The incident focused the world’s attention on a language that many of us have seen but few of us speak. Sign language, the language used by the deaf community to communicate, is a complex language of hand gestures. For your hands to create meaning, five things matter: the shape of your hand, your hand movement, location, and orientation, and non-manual markers (such as facial expressions and body movement.) Small changes in any of these changes the meaning of the sign. Come learn how sign language works.
How Sign Language Works—
People who are unfamiliar with sign language may think sign language is equivalent to a word-by-word translation of spoken languages only with gestures. This is not the case. Visit HowStuffWorks and discover how sign language works. Sign language uses both gestures that represent objects (man, tree) and an alphabet of signs. Learn more about the ASL alphabet. ASL also does not follow the same grammatical patterns as spoken English. It is also not the only sign language used by Americans. Before you try to string some letters together and strike up a conversation, you might want to learn sign language etiquette.
The lack of a standard sign language system can complicate signing between people from different countries, but it also presents challenges to people who want to sign about science. How, for example, would you sign about photosynthesis, the Higgs Boson, or nuclear reactions? Those are complicated processes with no standard sign. Read how sign language is adapting to include scientific concepts. Watch how sign language used to convey scientific language and the new signs that help make it easier to have scientific conversations.
Learning American Sign Language—
Like all languages, if you are interested in learning ASL, it helps to have interactive examples. To learn ASL, videos that show how to move your hands, face, and torso are essential. SigningSavvy.com shares several helpful resources. To find a word, open the dictionary and search for individual terms, or search by first letter. The box in the upper right corner also shares word lists, for example colors, states, and animals. Click on a word to view a video demonstrating its sign in action.
People interested in learning ASL may want to visit ASL University, an organized collection of online resources for students. Begin with the 100 first signs, finger spelling, and numbers. Try your hand at finger spelling practice sheets. Once you have mastered these, challenge yourself to a finger spelling photo quiz or a video quiz (click ‘new word’ and set your parameters.) If you decide to pursue ASL, check whether you can receive academic credit for ASL classes. Some schools consider it a foreign language.

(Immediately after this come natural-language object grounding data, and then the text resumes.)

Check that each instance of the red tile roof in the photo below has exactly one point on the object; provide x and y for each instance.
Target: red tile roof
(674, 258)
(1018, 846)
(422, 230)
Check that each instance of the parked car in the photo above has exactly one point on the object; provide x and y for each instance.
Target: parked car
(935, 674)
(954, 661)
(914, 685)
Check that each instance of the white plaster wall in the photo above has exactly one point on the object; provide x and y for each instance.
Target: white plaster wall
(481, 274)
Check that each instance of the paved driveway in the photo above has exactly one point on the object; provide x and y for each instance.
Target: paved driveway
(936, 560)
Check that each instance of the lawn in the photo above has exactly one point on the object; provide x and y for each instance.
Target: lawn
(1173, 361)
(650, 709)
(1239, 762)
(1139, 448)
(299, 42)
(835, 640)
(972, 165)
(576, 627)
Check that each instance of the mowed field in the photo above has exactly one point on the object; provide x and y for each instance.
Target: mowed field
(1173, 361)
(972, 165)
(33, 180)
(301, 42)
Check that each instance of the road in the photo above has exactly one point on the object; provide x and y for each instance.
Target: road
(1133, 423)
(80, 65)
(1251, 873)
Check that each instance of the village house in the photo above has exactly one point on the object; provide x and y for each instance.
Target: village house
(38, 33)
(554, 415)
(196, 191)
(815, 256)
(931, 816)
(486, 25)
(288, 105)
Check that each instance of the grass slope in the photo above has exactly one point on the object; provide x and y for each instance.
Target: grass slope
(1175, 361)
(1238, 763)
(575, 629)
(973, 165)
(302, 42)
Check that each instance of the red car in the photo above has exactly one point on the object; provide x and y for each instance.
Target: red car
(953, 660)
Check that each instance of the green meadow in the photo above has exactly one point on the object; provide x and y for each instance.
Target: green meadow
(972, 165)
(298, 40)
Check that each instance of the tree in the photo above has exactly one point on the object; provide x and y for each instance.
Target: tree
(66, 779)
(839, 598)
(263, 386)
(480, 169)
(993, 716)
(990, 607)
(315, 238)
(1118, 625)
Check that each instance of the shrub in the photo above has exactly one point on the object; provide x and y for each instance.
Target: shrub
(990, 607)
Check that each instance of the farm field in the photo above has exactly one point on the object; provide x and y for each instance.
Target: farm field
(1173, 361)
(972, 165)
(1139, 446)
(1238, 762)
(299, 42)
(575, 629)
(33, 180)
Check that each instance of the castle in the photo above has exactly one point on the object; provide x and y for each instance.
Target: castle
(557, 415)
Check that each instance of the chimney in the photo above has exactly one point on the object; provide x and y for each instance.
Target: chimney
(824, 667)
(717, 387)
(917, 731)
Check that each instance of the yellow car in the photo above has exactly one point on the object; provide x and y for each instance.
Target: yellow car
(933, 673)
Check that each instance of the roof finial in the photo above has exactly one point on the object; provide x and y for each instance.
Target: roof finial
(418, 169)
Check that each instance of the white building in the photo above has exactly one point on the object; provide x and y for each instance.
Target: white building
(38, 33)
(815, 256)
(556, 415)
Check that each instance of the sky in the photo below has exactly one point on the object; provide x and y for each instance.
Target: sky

Sign Language for the Pre-Verbal—
Imagine life without language. Your thoughts would be trapped inside your mind. You would be unable to communicate with others. If that sounds frustrating then you will probably understand one recent trend involving sign language. Some parents of pre-verbal children—children between 4 months and 2 years—use American Sign Language (ASL) with their children. So-called Baby Sign Language allows infants and toddlers who have not yet amassed a vocabulary to communicate their needs and wants by using ASL. Common Baby Sign Language terms include ‘food,’ ‘water,’ ‘more,’ ‘please,’ ‘hot,’ ‘change,’ and ‘tired.’ Proponents claim Baby Sign Language can be understood by babies as young as four months old and used by babies once they have more finger control—between 6 and 9 months.